🚧 This is a working draft and will change often. Do not cite!
Use the latest published version instead.
🚧

21. Overview of digitised books#

21.1. Finding digitised books#

Trove includes thousands of digitised resources described as books. You can find them by using the standard search strategy for digitised resources – search for "nla.obj" in the Books & Libraries category with the availability facet set to y, and the format facet set to Book.

Try it!

You might want to filter these results further, for example:

  • exclude books that are not freely available online by setting the availability facet to y/f – this should exclude books uploaded through the National E-Deposit scheme which can only be accessed onsite

  • exclude all books uploaded through the National E-Deposit scheme by adding NOT nuc:"ANL:NED" to your query

  • exclude Parliamentary Papers by adding NOT series:"Parliamentary paper (Australia. Parliament)" to your query

You’d expect all the books to be in the Books & Libraries category, but keeping in mind the basic principle to ‘always assume that Trove isn’t telling you everything’, you might want to look for books in other categories as well.
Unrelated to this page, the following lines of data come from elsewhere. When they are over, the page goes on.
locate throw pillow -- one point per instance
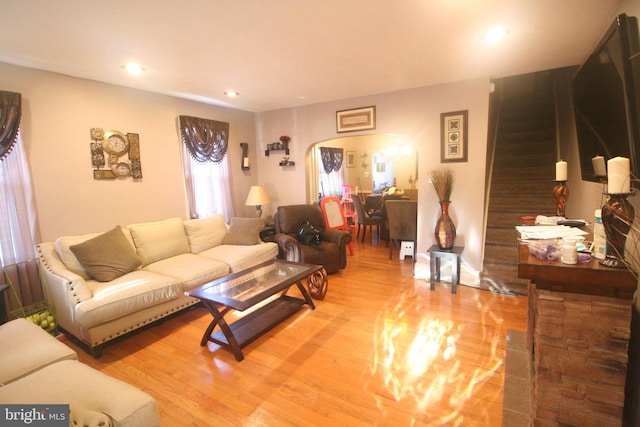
(107, 256)
(244, 231)
(205, 233)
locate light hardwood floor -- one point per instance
(380, 350)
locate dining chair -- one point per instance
(334, 216)
(365, 219)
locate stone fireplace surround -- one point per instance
(577, 342)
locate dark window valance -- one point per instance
(10, 112)
(331, 158)
(206, 140)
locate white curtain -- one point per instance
(208, 188)
(330, 183)
(18, 233)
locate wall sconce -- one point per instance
(257, 197)
(245, 156)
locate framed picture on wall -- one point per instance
(356, 119)
(351, 159)
(453, 136)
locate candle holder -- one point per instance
(617, 218)
(561, 195)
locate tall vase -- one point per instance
(617, 218)
(445, 229)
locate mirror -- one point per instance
(372, 163)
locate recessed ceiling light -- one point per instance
(495, 35)
(134, 68)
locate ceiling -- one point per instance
(286, 53)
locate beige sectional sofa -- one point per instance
(104, 285)
(37, 369)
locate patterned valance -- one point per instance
(331, 158)
(10, 112)
(206, 140)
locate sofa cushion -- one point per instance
(127, 294)
(107, 256)
(70, 381)
(244, 231)
(27, 348)
(205, 233)
(189, 270)
(159, 240)
(63, 247)
(242, 257)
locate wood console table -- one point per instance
(578, 330)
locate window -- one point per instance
(17, 210)
(206, 167)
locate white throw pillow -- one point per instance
(159, 240)
(205, 233)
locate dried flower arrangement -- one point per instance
(442, 180)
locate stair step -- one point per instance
(501, 236)
(503, 278)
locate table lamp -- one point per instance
(257, 197)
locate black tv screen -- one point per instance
(605, 98)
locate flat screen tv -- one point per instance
(606, 99)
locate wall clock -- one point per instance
(123, 154)
(115, 143)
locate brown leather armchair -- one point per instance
(331, 253)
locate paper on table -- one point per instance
(535, 232)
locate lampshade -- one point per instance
(257, 196)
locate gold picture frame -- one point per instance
(351, 159)
(356, 119)
(453, 136)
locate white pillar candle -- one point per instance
(599, 168)
(561, 170)
(619, 175)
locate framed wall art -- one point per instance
(453, 135)
(356, 119)
(351, 159)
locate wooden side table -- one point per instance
(436, 255)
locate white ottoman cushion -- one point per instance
(74, 383)
(27, 348)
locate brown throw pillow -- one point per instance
(107, 256)
(243, 231)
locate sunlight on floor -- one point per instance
(422, 364)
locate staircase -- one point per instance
(522, 172)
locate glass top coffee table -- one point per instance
(248, 288)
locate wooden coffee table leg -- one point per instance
(318, 284)
(218, 319)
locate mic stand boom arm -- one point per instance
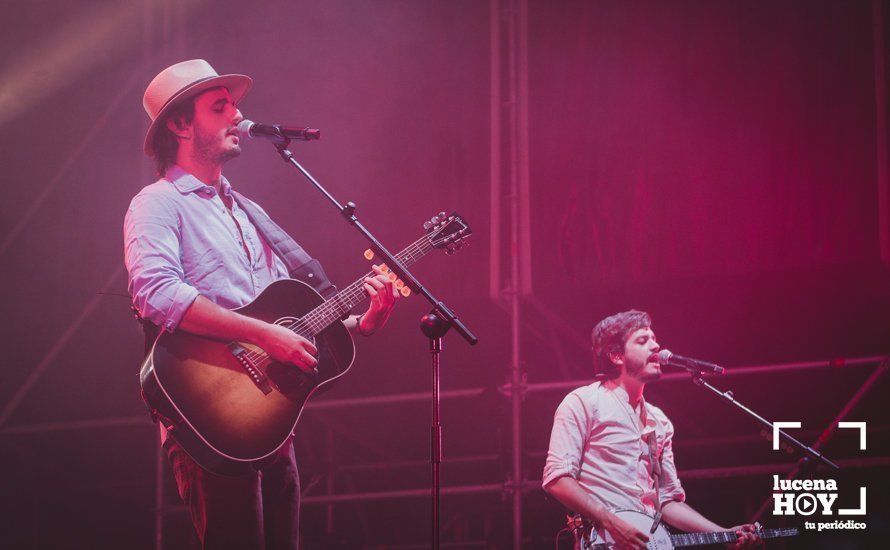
(348, 213)
(728, 397)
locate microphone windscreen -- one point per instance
(244, 128)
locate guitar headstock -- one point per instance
(447, 231)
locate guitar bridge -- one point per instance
(258, 377)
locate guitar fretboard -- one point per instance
(724, 537)
(701, 539)
(339, 305)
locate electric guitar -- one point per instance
(588, 538)
(229, 404)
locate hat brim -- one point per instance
(237, 84)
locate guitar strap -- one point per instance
(300, 265)
(655, 462)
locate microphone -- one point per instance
(276, 132)
(666, 357)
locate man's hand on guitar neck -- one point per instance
(383, 295)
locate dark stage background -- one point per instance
(714, 163)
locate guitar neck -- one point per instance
(725, 537)
(338, 306)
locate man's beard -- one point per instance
(637, 373)
(208, 150)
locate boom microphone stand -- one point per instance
(727, 396)
(434, 325)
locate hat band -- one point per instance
(184, 88)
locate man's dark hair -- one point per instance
(610, 335)
(165, 145)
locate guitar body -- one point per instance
(211, 400)
(659, 540)
(587, 538)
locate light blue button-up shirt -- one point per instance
(180, 241)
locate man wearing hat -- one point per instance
(193, 253)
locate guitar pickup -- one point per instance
(258, 377)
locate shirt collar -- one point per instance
(621, 393)
(185, 182)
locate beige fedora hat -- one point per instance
(181, 81)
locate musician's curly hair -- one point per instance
(164, 143)
(610, 335)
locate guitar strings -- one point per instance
(320, 317)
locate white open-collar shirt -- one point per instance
(599, 440)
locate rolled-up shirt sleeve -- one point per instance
(567, 441)
(156, 280)
(670, 488)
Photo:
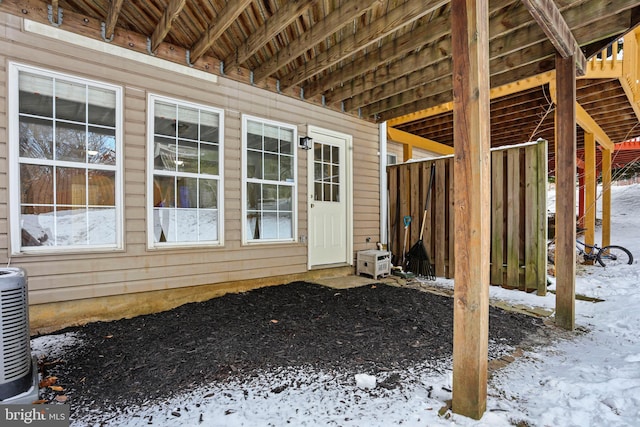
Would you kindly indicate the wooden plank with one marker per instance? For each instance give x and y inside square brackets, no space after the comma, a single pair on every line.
[451,231]
[565,193]
[549,18]
[470,52]
[513,219]
[217,27]
[166,21]
[440,223]
[606,198]
[417,203]
[338,18]
[497,217]
[530,218]
[542,165]
[589,188]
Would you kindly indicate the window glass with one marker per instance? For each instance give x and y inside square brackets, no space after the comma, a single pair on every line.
[69,167]
[186,163]
[270,183]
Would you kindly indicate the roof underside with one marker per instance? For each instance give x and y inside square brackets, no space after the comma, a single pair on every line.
[376,59]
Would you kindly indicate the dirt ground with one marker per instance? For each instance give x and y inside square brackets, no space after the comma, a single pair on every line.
[365,329]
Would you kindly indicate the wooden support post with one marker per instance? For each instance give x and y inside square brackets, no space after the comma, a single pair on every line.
[606,198]
[589,188]
[407,152]
[472,168]
[565,192]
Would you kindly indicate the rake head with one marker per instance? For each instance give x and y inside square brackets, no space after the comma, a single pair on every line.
[419,263]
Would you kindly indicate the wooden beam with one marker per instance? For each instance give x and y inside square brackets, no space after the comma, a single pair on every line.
[166,21]
[497,92]
[549,18]
[565,256]
[588,124]
[417,141]
[335,20]
[606,198]
[400,16]
[472,169]
[590,187]
[584,120]
[273,26]
[112,18]
[217,27]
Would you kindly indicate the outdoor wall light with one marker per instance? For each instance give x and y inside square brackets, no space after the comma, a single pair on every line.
[305,142]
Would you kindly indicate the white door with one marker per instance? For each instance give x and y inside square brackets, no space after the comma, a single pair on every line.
[329,198]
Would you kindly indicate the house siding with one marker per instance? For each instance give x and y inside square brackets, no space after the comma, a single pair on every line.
[68,277]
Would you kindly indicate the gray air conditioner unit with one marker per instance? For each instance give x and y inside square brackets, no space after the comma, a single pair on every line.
[18,370]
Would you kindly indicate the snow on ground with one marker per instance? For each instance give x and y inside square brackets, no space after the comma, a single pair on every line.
[589,378]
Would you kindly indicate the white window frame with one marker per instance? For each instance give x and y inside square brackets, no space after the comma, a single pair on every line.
[151,243]
[16,247]
[294,188]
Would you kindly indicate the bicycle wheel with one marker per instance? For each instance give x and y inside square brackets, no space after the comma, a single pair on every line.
[614,255]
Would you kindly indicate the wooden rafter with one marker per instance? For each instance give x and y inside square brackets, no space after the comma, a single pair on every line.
[217,27]
[406,13]
[112,18]
[333,21]
[283,17]
[162,29]
[418,142]
[548,16]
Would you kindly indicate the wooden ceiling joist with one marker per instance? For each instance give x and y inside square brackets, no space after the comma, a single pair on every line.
[548,16]
[217,27]
[112,18]
[277,23]
[406,13]
[164,26]
[337,19]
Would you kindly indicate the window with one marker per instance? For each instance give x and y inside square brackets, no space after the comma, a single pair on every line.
[66,150]
[185,173]
[269,174]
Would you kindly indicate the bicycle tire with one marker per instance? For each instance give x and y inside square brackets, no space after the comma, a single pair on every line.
[614,255]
If you’re using the API this is easy to do by setting category to all and bulkHarvest to true.

Try it!

21.2. How many digitised books are there?#

I’ve created a dataset of digitised books in Trove by using the basic search strategy outined above and excluding Parliamentary Papers. Harvesting data about digitised resoures is tricky because of the way they’re described and grouped. To workaround these problems, I used the method described in HOW TO: Harvest data relating to digitised resources to process all versions, exclude records without a fulltext identifier, add in multi-volume works and other collection groupings, and merge duplicate records using their fulltext identifier. I then attempted to download OCRd text from the books. The resulting dataset is available on GitHub.
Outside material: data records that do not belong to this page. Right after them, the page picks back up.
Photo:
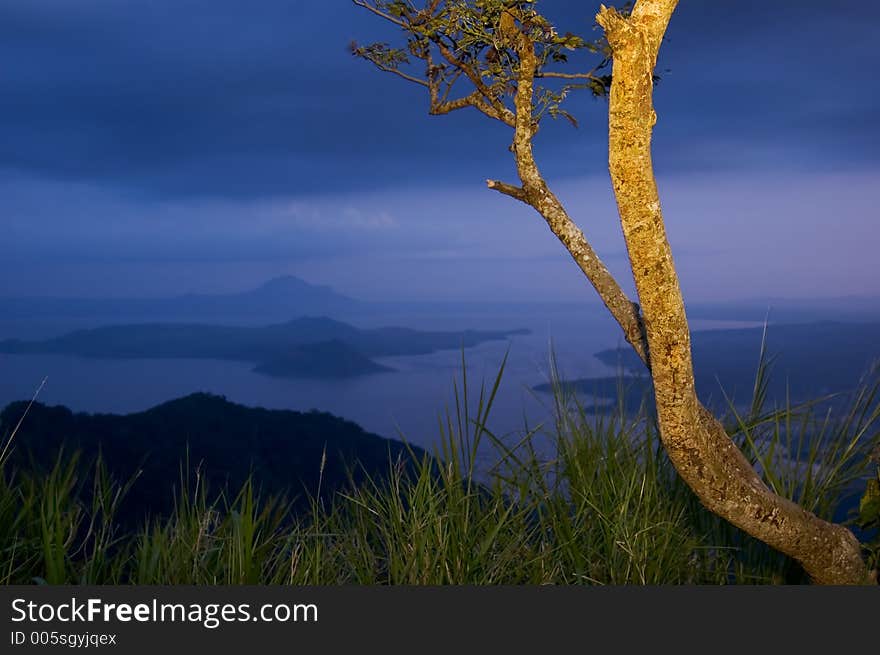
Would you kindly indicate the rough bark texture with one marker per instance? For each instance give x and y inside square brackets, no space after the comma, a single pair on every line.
[697,443]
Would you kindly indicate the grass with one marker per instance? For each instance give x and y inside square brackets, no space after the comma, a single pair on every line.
[606,508]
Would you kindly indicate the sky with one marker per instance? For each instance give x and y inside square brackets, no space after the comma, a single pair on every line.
[163,146]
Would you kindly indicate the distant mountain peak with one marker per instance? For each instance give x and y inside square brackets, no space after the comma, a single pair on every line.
[291,285]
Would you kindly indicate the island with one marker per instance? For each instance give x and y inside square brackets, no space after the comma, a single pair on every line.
[311,347]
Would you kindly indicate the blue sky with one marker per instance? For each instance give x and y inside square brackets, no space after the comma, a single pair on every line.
[153,147]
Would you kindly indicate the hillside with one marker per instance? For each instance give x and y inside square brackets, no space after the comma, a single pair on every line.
[223,440]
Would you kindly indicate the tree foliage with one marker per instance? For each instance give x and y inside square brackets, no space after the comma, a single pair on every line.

You can use this dataset to investigate the characteristics of Trove’s digitised books. For example, how many book records are there in the dataset?

Hide code cell source
import pandas as pd

df = pd.read_csv(
    "https://raw.githubusercontent.com/GLAM-Workbench/trove-books-data/main/trove-books.csv",
    keep_default_na=False,
)

print(f"There are {df.shape[0]:,} book records!")
There are 21,218 book records!

How many of the books have OCRd text you can download?

Hide code cell source
print(f"{df.loc[df['text_file'] != ''].shape[0]:,}")
17,695

Why wouldn’t a digitised book have OCRd text? I suspect it’s because some of the so-called books are actually leaflets and posters. There are probably also some NED books in PDF or eBook formats.

21.3. What languages are they in?#

The book metadata includes a language field. This field can have multiple values.

How many different languages are recorded in the language field?

Hide code cell source
languages = df["language"].str.split(" | ", regex=False).explode()

languages.nunique()
251

What are the ten most common language values?

Hide code cell source
languages.value_counts().to_frame().reset_index()[:10].style.format(
    thousands=","
).hide()
language count
English 17,903
Chinese 1,685
518
French 256
Undetermined 162
German 132
Japanese 95
Italian 89
Austronesian (Other) 80
Dutch 77

It’s no suprise that a large majority of the books are in English. To dig deeper, uou can exclude the English books and visualise the remaining language counts as a word cloud.

Hide code cell source
from wordcloud import WordCloud

language_counts = languages.value_counts().to_dict()
del language_counts["English"]

wc = WordCloud(width=800, height=400)
wc.generate_from_frequencies(language_counts)
language_cloud = wc.to_image()
display(language_cloud)
../../_images/cf95e69b51f495f45d761d2aff5b2a6fc7babe26fd8cca57bca98d707f8a246d.png

Fig. 21.1 Languages of digitised books (excluding English)#

21.4. When were they published?#

You can use the date field to examine their publication dates.

Hide code cell source
import altair as alt

df["year"] = df["date"].str.extract(r"\b((?:16|17|18|19|20)\d{2})\b")
year_counts = df["year"].value_counts().to_frame().reset_index()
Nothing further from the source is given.